# salamander conversion ideas



## ryan355 (Jan 5, 2010)

hi there

i was wondering does anyone have any good ideas on how to convert my marines to make them look more salamandery such as the lizardmen parts or other ideas you may have and if you have any pics of converted salamanders then i would be gratefull if you would be so kind and post them in.

cheers


----------



## fuzzawakka (Nov 16, 2008)

I have used the following website to convert all my salamanders. They look super kool and if you email him he has some awesome salamander backpacks too. For the sergeants he has these salamander cloaks that look awesome as well they arent posted on the website you just have to email him and he will hook you up. But the thunder hammer and storm shield look amazing. I also reaaaally like the power fist and shoulder pad.

http://chapterhousestudios.com/webshop/component/virtuemart/?page=shop.browse&category_id=7


----------



## Son Of Khaine (Feb 17, 2010)

I would use some of the Dragon cloaks from the Dark Elves in Fantasy,also keep to Flamers and Melta guns,as they'll fit better then other weapons.

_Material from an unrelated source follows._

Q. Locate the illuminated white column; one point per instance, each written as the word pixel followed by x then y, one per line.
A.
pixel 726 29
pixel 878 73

Maybe some Flames patterns on the pads and greaves?


----------



## countchocula86 (Sep 1, 2008)

Also hammers. And good armor, maybe a lot more MK8


----------



## Lord Reevan (May 1, 2008)

If you by the shield set from lizardmen, the odd head too, you'd be able to make up a few very effective conversions, use the shields on random pieces like greave extensions etc, and then convert the heads to be a helmet


----------



## shaantitus (Aug 3, 2009)

Look up Varakir's fire and hammers thread.(Project logs I think) There is some fine work there.


----------